Incremental Ingestion for Hive Data in DataHub

Original Slack Thread

Hello All,

I am looking for incremental ingestion from a single cluster.
For example, I have 1+ million datasets in Hive. After doing the initial loading is there any way of ingesting updated/mew datasets in incremental way instead of running the ingestion on the whole cluster?
Currently it takes days to do the ingestion on the complete cluster.

Hey there! :wave: Make sure your message includes the following information if relevant, so we can help more effectively!

  1. Are you using UI or CLI for ingestion?
  2. Which DataHub version are you using? (e.g. 0.12.0)
  3. What data source(s) are you integrating with DataHub? (e.g. BigQuery)
  1. Using both UI and CLI, but CLI is preferred.
  2. Datahub version 0.12.0 and Datahub Actions 0.0.14
  3. Hive data sources

<@U01GZEETMEZ> might be able to speak to this!
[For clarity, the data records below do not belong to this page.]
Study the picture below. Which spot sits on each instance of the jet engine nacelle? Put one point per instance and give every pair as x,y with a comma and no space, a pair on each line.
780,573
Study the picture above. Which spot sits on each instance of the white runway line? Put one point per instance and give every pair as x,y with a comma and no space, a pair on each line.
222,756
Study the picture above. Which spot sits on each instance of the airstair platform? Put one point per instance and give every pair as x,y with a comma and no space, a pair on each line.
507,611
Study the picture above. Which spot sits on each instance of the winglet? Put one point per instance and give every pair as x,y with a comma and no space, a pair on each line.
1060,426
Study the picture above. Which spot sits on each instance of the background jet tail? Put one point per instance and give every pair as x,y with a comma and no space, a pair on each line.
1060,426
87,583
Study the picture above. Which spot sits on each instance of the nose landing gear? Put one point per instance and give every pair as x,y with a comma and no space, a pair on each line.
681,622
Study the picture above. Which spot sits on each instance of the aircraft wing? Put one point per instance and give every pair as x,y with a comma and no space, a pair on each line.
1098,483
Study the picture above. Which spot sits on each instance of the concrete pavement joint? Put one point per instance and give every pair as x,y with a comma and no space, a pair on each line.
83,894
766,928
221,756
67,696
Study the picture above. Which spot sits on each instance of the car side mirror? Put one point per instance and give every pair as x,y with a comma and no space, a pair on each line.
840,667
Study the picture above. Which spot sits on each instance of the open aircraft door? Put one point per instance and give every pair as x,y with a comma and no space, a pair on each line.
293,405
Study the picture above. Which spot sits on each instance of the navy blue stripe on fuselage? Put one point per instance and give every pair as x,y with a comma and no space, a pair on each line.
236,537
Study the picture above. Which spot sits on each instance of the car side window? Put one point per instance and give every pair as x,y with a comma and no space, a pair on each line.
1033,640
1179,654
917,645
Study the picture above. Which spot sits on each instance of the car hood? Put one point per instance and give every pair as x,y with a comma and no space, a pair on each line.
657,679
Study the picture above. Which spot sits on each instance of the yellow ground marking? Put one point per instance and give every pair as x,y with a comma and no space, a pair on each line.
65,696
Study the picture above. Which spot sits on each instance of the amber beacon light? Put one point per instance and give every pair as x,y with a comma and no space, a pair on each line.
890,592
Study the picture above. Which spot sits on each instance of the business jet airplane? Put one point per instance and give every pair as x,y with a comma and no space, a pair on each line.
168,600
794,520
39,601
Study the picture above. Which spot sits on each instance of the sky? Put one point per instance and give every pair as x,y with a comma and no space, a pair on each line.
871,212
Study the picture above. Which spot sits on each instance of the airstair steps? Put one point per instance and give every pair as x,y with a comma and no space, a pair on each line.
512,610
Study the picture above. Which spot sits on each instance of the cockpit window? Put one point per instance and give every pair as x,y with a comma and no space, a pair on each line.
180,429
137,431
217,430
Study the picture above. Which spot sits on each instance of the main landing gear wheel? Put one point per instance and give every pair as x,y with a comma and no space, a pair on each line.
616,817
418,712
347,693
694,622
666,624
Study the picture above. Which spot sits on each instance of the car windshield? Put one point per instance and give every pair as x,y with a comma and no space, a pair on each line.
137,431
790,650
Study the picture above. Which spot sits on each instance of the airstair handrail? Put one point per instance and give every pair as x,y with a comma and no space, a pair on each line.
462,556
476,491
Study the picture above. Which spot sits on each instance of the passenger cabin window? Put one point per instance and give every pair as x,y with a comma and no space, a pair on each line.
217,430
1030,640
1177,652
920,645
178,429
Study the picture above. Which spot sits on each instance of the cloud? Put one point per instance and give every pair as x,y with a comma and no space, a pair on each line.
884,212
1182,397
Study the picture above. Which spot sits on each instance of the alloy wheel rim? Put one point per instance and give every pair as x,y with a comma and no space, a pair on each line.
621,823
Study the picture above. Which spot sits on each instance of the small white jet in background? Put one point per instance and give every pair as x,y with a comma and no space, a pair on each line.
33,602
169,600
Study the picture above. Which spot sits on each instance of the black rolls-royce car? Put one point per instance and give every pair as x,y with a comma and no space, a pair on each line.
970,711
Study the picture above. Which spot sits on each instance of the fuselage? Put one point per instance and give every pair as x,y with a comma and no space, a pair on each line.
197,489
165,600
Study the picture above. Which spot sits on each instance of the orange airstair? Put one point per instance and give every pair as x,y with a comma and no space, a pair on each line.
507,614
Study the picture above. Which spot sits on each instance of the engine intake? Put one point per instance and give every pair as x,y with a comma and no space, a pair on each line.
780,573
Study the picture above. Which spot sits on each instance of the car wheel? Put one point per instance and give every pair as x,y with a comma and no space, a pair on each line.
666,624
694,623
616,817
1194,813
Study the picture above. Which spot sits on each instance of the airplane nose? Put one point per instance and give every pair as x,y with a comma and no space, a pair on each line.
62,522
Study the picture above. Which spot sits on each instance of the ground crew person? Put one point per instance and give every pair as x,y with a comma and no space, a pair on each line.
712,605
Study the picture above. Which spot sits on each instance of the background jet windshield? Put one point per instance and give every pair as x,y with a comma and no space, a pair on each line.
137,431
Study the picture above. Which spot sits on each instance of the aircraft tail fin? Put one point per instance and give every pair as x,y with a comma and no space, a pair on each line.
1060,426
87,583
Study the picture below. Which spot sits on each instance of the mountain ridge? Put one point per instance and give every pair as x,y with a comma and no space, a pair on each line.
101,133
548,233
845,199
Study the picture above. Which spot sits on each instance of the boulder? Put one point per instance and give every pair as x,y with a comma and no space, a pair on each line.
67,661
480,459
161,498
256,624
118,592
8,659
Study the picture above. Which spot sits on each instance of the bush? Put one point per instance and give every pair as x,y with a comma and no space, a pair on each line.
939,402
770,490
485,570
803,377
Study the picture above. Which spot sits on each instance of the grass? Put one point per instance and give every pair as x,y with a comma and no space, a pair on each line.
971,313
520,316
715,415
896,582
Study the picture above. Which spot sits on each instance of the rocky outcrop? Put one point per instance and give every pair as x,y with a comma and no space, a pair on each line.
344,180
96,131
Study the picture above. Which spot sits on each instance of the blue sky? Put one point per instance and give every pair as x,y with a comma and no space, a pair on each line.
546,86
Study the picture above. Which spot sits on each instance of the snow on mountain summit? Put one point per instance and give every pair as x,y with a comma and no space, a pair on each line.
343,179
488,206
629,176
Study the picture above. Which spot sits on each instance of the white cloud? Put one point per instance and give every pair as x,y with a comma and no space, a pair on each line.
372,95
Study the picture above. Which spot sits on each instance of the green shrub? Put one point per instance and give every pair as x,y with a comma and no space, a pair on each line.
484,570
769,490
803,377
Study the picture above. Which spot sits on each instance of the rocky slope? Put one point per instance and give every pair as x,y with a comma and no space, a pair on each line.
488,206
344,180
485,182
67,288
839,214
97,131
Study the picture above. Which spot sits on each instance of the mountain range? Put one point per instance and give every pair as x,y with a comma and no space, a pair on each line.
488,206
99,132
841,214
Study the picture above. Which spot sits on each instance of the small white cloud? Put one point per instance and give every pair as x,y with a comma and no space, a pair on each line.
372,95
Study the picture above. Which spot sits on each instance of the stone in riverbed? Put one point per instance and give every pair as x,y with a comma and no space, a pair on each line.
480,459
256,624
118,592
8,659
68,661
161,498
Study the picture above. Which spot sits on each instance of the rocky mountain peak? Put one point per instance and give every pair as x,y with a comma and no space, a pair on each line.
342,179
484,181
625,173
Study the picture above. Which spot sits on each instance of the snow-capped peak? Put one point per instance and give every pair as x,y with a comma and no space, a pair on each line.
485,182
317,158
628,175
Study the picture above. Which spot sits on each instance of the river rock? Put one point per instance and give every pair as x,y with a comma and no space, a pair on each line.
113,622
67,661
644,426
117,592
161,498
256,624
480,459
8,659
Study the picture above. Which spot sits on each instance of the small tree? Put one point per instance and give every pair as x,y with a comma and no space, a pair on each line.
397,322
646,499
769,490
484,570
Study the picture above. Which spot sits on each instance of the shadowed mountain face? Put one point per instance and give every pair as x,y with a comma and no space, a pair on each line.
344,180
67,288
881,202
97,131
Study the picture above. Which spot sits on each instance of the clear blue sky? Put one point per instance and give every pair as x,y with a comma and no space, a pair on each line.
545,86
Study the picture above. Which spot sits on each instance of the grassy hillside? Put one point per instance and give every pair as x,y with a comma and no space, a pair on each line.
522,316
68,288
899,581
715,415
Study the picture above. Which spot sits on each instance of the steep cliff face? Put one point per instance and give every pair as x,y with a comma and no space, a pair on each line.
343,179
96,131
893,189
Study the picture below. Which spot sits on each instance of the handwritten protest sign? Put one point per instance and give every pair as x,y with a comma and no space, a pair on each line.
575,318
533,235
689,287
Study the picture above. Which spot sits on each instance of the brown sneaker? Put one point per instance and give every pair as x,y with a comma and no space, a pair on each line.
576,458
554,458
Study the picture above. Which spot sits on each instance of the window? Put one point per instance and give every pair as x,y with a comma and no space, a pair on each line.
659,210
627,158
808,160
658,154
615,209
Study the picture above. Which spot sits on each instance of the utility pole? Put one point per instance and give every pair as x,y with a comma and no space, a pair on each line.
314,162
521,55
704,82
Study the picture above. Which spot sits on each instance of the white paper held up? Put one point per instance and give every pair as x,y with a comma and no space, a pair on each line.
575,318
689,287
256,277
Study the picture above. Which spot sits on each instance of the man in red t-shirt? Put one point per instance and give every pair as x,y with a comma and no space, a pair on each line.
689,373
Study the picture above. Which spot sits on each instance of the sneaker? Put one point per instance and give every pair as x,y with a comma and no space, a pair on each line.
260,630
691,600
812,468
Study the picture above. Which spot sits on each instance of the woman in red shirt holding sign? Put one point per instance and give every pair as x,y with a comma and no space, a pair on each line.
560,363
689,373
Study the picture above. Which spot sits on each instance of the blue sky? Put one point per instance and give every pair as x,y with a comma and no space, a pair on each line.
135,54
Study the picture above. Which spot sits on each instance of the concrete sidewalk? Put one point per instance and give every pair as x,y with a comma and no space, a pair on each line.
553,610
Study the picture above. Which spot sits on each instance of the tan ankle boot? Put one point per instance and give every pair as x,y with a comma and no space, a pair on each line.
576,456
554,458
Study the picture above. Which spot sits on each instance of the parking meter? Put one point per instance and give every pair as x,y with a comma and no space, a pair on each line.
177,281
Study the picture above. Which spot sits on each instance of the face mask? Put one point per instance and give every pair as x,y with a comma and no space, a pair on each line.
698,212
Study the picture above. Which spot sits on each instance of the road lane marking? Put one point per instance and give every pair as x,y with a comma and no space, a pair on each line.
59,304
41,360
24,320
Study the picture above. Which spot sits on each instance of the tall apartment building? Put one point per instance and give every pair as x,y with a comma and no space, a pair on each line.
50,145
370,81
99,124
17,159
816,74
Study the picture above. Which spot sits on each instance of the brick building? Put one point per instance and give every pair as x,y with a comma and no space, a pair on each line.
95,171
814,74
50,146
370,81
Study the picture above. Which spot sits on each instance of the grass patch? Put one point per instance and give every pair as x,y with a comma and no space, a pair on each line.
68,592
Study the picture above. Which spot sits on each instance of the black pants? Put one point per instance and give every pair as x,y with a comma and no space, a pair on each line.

We have support for this sort of incremental ingestion for one or two sources (e.g. powerbi), but it’s not something we’ve built out in general yet

In the particular case of hive, are you ingesting directly from hive or using our hive metastore connector (https://datahubproject.io/docs/next/generated/ingestion/sources/presto-on-hive/)? The latter can be much more performant

Currently using directly Hive.
Will explore presto-on-hive.